NODEJS Implements crawler crawl data

Source: Internet
Author: User

Before you start, make sure that you have the node. JS environment installed and that you do not have the child shoes installed, please install your own Baidu tutorial ... 1. Install two required dependency packages in the project folder
NPM Install superagent--save-dev

  Superagent is a lightweight, progressive Ajax API with good readability, low learning curve, and internal dependency on Nodejs native request API for NODEJS environments

NPM Install Cheerio--save-dev

  Cheerio is Nodejs's crawl page module, a fast, flexible, implementation-specific jquery core implementation for servers. Suitable for various web crawler programs. Equivalent to jquery in node. js

2. Create a new Crawler.js file

Import Dependency Package Const HTTP       = require ("http"); const path       = require ("path"); const URL        = require ("url"); Const FS         = Require ("FS"); Const SUPERAGENT = require ("superagent"), const cheerio    = require ("Cheerio");

3. Obtaining Boos Direct data

Superagent. Get ("Https://www.zhipin.com/job_detail/?city=100010000&source=10&query=%E5%89%8D%E7%AB%AF")        . End ((error,response) =>{//Get page document data var content = Response.text;        Cheerio is Nodejs. jquery wraps the entire document into a collection, defining a variable $ receive var $ = cheerio.load (content);        Defines an empty array to receive data var result=[];            Analyzing the document structure first gets the contents of each Li re-traversal (at which point each Li holds the data we want to get) $ (". Job-list li Job-primary"). each ((Index,value) =>{            The address and type are displayed on a single line and require a string intercept//Address let address=$ (value). Find (". Info-primary"). Children (). EQ (1). html ();            Type let type=$ (value). Find (". Info-company p"). html ();            Decode Address=unescape (address.replace (/& #x/g, '%u '). Replace (/;/g, ')); Type=unescape (Type.replace (/& #x/g, '%u '). Replace (/;/g, '))//String intercept let Addressarr=address.split ('            <em class= "VLine" ></em> "); Let Typearr=type.split (' <em class= "VLine" ></Em> ');                Adds the obtained data to the array as an object Result.push ({title:$ (value). Find (". Name. Job-title"). Text (), money:$ (value). Find (". Name. Red"). Text (), Address:addressarr, company:$ (value). Find (". Info                -company a "). Text (), Type:typearr, position:$ (value). Find (". Info-publis. Name "). Text (),             tximg:$ (value). Find (". Info-publis img"). attr ("src"), time:$ (value). Find (". Info-publis p"). Text ()            });        Console.log (typeof $ (value). Find (". Info-primary"). Children (). EQ (1). html ());        });        Converts an array into a string result=json.stringify (result); Output the array to the JSON file to refresh the directory to see the current folder more than one Boss.json file (open Boss.json file, Ctrl + A Select all Ctrl+k, and then ctrl+f the JSON file automatically typesetting) Fs.writefile (" Boss.json ", result," Utf-8 ", (Error) =>{//Monitor error, such as normal output, then print null if (error==null) {Console . log ("Congratulations, data crawl success!" Please open the JSON file, CTRL + A, then ctrl+k, and finally ctrl+f the JSON file after formatting (onlyVisual Studio Code Editor) ");    }        });   });

Follow Setaria to finish this article Nodejs crawler believe that we get a new skill, setaria and everyone together refueling, work together!

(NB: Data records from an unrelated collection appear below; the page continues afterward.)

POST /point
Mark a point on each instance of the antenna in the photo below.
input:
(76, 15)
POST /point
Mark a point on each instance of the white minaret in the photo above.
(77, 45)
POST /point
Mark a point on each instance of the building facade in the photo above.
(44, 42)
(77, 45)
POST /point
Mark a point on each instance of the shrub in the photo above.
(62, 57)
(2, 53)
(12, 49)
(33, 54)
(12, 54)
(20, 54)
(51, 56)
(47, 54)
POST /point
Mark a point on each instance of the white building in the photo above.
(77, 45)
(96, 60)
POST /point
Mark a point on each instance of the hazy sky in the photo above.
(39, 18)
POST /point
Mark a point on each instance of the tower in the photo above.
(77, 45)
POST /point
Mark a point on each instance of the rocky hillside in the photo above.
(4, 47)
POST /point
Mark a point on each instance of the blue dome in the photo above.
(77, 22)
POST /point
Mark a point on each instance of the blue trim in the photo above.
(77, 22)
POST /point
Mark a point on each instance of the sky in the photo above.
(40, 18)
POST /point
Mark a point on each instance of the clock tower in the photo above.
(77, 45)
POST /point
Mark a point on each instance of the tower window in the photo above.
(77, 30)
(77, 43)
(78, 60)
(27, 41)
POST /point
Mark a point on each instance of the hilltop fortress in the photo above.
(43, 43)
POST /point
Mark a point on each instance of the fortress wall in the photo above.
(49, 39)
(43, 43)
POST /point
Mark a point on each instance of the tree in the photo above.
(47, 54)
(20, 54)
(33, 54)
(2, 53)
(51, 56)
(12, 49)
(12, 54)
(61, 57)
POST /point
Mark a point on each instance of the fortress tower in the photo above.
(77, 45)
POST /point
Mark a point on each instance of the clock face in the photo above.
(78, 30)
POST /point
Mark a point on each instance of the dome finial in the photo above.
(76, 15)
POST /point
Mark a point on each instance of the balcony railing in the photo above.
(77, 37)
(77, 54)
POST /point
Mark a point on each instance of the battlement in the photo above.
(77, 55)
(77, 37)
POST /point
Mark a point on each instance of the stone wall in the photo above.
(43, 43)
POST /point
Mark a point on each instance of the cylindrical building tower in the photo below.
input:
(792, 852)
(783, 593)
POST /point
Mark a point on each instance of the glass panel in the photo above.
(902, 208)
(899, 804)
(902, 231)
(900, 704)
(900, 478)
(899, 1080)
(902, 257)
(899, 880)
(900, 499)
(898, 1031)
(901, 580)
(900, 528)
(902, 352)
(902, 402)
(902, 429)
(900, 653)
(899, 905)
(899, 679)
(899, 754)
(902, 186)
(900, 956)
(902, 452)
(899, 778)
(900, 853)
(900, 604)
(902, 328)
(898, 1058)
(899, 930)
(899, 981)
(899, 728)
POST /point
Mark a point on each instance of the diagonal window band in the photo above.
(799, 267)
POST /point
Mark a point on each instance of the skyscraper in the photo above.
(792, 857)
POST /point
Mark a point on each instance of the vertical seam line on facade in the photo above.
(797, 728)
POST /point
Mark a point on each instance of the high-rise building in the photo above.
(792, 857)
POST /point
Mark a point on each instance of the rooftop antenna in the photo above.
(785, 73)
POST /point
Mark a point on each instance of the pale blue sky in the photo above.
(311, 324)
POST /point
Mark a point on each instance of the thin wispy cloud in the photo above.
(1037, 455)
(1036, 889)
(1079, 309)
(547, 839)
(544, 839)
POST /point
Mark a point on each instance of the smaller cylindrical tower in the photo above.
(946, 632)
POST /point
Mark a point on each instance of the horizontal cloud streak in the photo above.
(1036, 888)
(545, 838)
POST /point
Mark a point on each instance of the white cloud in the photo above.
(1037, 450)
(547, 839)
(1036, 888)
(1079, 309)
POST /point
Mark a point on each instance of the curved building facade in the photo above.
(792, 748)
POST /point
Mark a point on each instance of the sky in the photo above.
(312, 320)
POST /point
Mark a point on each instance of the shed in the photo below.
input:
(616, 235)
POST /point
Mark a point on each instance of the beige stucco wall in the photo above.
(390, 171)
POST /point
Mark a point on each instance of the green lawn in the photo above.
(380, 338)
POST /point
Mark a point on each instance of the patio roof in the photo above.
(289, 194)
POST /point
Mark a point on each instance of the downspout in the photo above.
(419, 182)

Acknowledgement: Mrs.zhang

Reprint to: 80204322

NODEJS Implements crawler crawl data

Contact Us

The content source of this page is from Internet, which doesn't represent Alibaba Cloud's opinion; products and services mentioned on that page don't have any relationship with Alibaba Cloud. If the content of the page makes you feel confusing, please write us an email, we will handle the problem within 5 days after receiving your email.

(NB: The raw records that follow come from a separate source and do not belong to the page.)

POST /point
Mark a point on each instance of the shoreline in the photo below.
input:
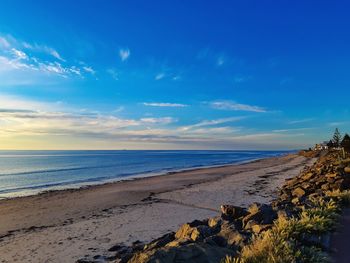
(86, 185)
(69, 224)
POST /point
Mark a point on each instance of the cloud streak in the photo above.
(234, 106)
(124, 54)
(165, 104)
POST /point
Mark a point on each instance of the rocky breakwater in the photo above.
(234, 232)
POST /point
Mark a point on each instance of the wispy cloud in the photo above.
(234, 106)
(337, 123)
(159, 76)
(124, 54)
(301, 121)
(164, 104)
(18, 62)
(211, 123)
(163, 120)
(43, 48)
(89, 70)
(293, 130)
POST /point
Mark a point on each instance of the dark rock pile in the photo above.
(210, 240)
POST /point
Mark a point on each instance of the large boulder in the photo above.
(195, 231)
(261, 214)
(298, 192)
(190, 253)
(232, 212)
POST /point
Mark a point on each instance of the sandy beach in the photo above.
(63, 226)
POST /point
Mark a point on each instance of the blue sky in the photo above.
(172, 74)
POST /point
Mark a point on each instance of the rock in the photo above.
(331, 175)
(160, 242)
(347, 169)
(257, 229)
(190, 253)
(298, 192)
(262, 214)
(307, 176)
(199, 232)
(216, 241)
(231, 235)
(232, 212)
(214, 222)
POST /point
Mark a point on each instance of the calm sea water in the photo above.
(30, 172)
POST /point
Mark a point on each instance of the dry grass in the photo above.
(284, 242)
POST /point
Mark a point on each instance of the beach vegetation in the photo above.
(296, 239)
(337, 138)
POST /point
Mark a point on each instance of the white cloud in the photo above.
(164, 120)
(231, 105)
(19, 67)
(164, 104)
(211, 123)
(337, 123)
(89, 70)
(44, 49)
(159, 76)
(4, 43)
(124, 54)
(300, 121)
(19, 54)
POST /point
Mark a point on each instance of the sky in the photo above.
(236, 75)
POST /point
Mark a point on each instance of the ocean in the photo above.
(31, 172)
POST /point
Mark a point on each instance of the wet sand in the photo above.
(63, 226)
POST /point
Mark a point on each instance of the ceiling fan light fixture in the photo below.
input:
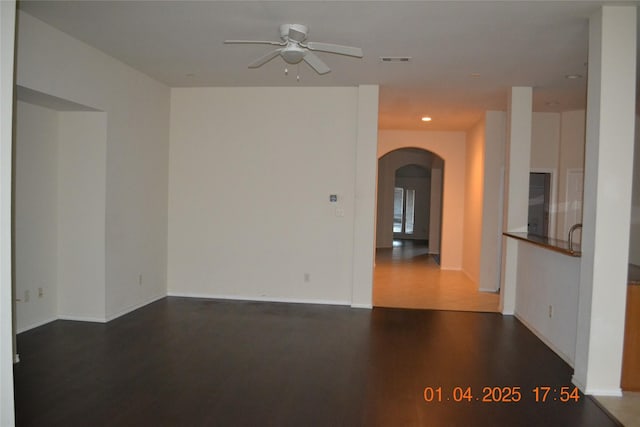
(395, 58)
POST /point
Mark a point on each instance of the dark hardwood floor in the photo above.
(192, 362)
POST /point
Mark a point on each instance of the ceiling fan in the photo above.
(294, 48)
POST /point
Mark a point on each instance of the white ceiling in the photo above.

If you find any instances of plagiarism from the community, please send an email to: info-contact@alibabacloud.com and provide relevant evidence. A staff member will contact you within 5 working days.

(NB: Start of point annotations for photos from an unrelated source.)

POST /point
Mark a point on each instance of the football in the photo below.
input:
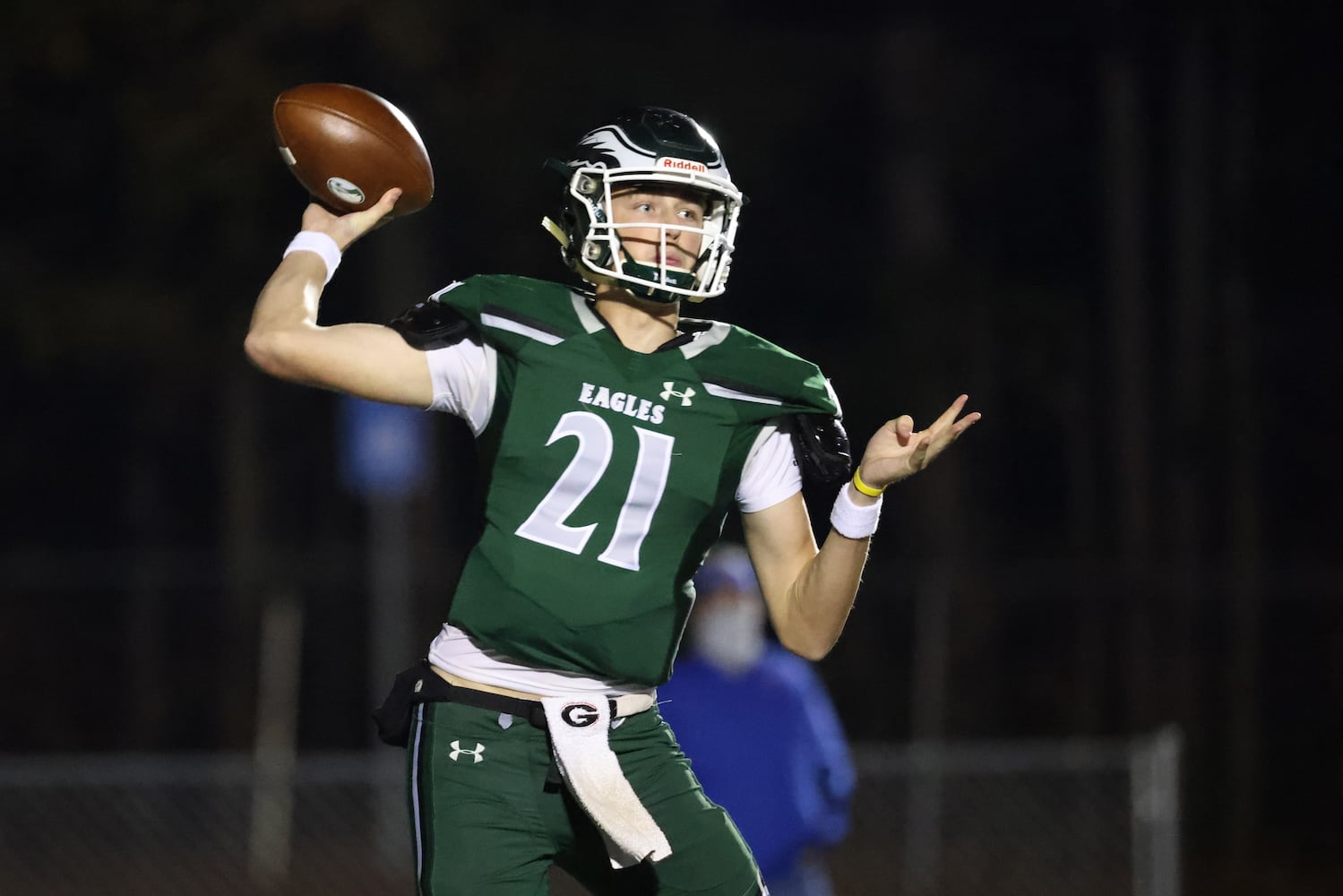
(348, 147)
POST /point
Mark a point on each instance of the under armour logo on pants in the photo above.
(457, 751)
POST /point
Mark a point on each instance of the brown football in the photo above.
(348, 147)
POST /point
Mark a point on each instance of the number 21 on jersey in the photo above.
(547, 524)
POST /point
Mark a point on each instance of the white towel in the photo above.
(579, 728)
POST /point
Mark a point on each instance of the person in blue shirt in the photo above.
(759, 724)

A Free Trial That Lets You Build Big!

Start building with 50+ products and up to 12 months usage for Elastic Compute Service

  • Sales Support

    1 on 1 presale consultation

  • After-Sales Support

    24/7 Technical Support 6 Free Tickets per Quarter Faster Response

  • Alibaba Cloud offers highly flexible support services tailored to meet your exact needs.